Scratching on things I could disavow. Section 88: Views from Outer to Inner Compartments, 2010

Installation view: Walid Raad - Scratching on Things I Could Disavow. A History of Art in the Arab World, Thyssen-Bornemisza Art Contemporary, Vienna, Austria, 2011
Photo: Jakob Polacsek | TBA21

Single-channel video installation, color, silent
14 min
Overall dimensions variable

In 2007 Walid Raad initiated the art project Scratching on Things I Could Disavow about the history of art in the "Arab World", which leans on the recent emergence of a large new infrastructure for the visual arts in the "Arab World". These developments, when viewed alongside the geopolitical, economic, social, and military conflicts that have consumed the region in the past few decades, shape a rich yet thorny ground for creative work. With Scratching on Things I Could Disavow, Raad heeds the constraints and possibilities of this ground. Scratching on Things I Could Disavow. Section 88: Views from Inner to Outer Compartments is part of this project.

Over the past few years, Walid Raad has been fascinated by the emergence of new art museums, galleries, schools, and cultural foundations in cities such as Abu Dhabi, Amman, Beirut, Cairo, Istanbul, Sharjah, and Doha, among others. He is intrigued by the increased visibility of the makers, sponsors, consumers, and histories of Arab art. And he is especially taken aback by the fast-paced development of a new infrastructure for the arts in the Arabian Gulf, an infrastructure that will include the largest-to-date Guggenheim Abu Dhabi Museum by Frank Gehry, a Louvre Abu Dhabi by Jean Nouvel, a Performing Arts Centre by Zaha Hadid, a maritime museum by Tadao Ando, and a Sheikh Zayed National Museum by Foster and Partners, all on the Saadiyat Island in Abu Dhabi. Sharjah’s efforts with its ongoing Biennale and Art Foundation, and Qatar’s Arab Museum of Modern Art as well as it's I. M. Pei designed Museum of Islamic Arts are no less ambitious. Such plans clearly attest to the Gulf states’ laudable mandate to showcase local and regional cultures in their full complexity. They also shore up nascent cultural tourism industries, and substantiate the benevolent intentions of the Gulf states’ rulers, further sanctioning their hereditary rule. In his analysis of this emerging infrastructure, Raad is less interested in the fraught motives that prompt the sheiks and sheikhas in the Gulf to invest in the arts than he is in screening these material developments through Jalal Toufic’s concept of "the withdrawal of tradition past a surpassing disaster."
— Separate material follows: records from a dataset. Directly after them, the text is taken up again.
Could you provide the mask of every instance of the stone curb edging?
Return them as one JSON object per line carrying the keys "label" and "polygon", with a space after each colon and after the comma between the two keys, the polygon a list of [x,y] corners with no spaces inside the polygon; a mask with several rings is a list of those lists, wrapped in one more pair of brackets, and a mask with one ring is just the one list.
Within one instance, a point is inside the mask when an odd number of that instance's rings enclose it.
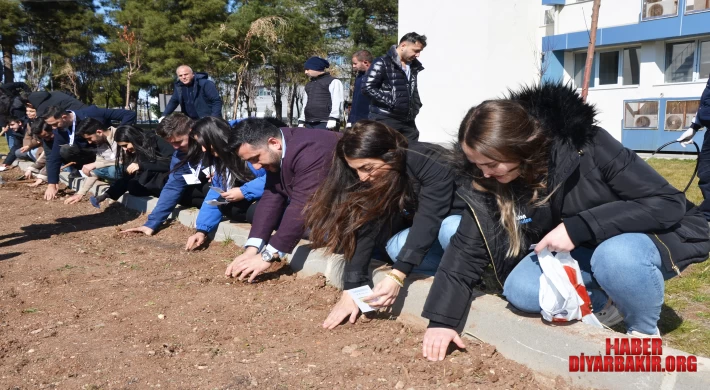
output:
{"label": "stone curb edging", "polygon": [[[81,179],[69,180],[66,173],[61,180],[72,189],[78,189]],[[92,188],[92,192],[101,191],[105,184]],[[157,203],[156,198],[141,198],[124,195],[119,200],[124,206],[150,212]],[[171,215],[180,223],[194,226],[197,218],[195,209],[176,209]],[[248,224],[221,222],[213,239],[224,241],[231,239],[236,245],[244,245],[249,234]],[[345,260],[339,255],[326,255],[322,250],[312,250],[308,241],[302,240],[288,260],[291,268],[302,276],[322,273],[328,283],[343,287],[343,265]],[[379,282],[390,268],[373,261],[374,282]],[[424,302],[431,287],[432,278],[413,275],[406,281],[405,289],[392,307],[392,313],[401,321],[427,325],[421,317]],[[509,308],[508,303],[493,295],[478,292],[471,303],[463,334],[469,336],[465,341],[469,350],[475,351],[476,340],[494,345],[504,357],[524,364],[542,374],[542,378],[562,376],[574,385],[591,386],[606,389],[710,389],[710,359],[698,357],[696,373],[570,373],[569,356],[596,356],[604,354],[606,338],[624,337],[621,334],[601,330],[582,324],[550,325],[544,323],[539,315],[526,315]],[[665,356],[688,356],[676,349],[664,347]]]}

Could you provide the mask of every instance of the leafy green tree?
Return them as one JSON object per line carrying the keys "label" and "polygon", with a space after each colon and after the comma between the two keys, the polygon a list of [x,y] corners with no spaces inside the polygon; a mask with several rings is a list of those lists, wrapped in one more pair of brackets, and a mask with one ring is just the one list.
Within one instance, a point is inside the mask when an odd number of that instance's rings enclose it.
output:
{"label": "leafy green tree", "polygon": [[15,79],[12,55],[21,37],[21,27],[27,17],[18,0],[0,0],[0,47],[2,48],[2,75],[5,83]]}

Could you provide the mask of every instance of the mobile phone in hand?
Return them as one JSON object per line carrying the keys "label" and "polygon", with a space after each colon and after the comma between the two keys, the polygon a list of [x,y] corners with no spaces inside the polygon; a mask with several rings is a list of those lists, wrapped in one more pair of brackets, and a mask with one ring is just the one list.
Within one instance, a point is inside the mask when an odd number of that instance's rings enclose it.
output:
{"label": "mobile phone in hand", "polygon": [[221,193],[224,192],[224,190],[221,189],[221,188],[219,188],[219,187],[212,187],[212,186],[210,186],[210,188],[213,189],[213,190],[215,190],[215,191],[217,191],[218,194],[221,194]]}

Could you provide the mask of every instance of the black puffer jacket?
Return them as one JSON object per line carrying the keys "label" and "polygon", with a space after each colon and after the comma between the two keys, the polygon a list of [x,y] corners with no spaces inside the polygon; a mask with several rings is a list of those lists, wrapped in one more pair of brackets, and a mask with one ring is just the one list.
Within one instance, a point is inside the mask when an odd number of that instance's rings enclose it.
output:
{"label": "black puffer jacket", "polygon": [[424,70],[415,59],[409,64],[411,78],[402,69],[397,46],[392,45],[386,55],[370,65],[362,86],[362,93],[370,97],[370,112],[403,121],[413,121],[422,108],[417,89],[417,75]]}
{"label": "black puffer jacket", "polygon": [[[454,171],[443,160],[445,153],[442,147],[425,142],[412,142],[407,151],[407,174],[412,182],[412,197],[417,204],[408,210],[411,218],[392,216],[394,231],[390,232],[397,233],[410,227],[394,265],[394,269],[405,275],[421,264],[437,240],[444,218],[460,215],[466,207],[461,198],[455,196]],[[387,227],[368,226],[358,232],[355,253],[345,265],[346,290],[368,282],[373,249],[378,244],[384,244],[391,235],[381,232],[383,229]]]}
{"label": "black puffer jacket", "polygon": [[[697,207],[604,129],[594,126],[595,110],[568,87],[547,84],[512,93],[548,129],[553,139],[547,218],[526,225],[524,245],[564,222],[576,246],[595,247],[622,233],[646,233],[663,265],[680,273],[710,251],[710,230]],[[430,326],[458,327],[471,289],[488,264],[502,287],[526,256],[507,258],[508,240],[490,194],[459,188],[469,204],[442,259],[423,316]]]}
{"label": "black puffer jacket", "polygon": [[62,110],[76,111],[88,107],[73,96],[69,96],[59,91],[38,91],[32,92],[28,97],[32,107],[37,110],[37,116],[41,117],[49,107],[57,106]]}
Walid Raad (Ra'ad) (Arabic: وليد رعد) (born 1967 in Chbanieh, Lebanon) is a contemporary media artist. The Atlas Group is a fictional collective, the work of which is produced by Walid Raad. He lives and works in New York, where he is currently an associate professor at the School of Art at the Cooper Union School of Art.

His works to date include film, photography, multimedia installations, and accompanying public performances. All, in one way or another, deal with the contemporary history of Lebanon with particular emphasis on the Lebanese Civil War of 1975–90. The work is also often concerned with the representation of traumatic events of collective historical dimensions; and the ways film, video, and photography function as documents of physical and psychological violence.[1] He is also a member of the Arab Image Foundation.[2]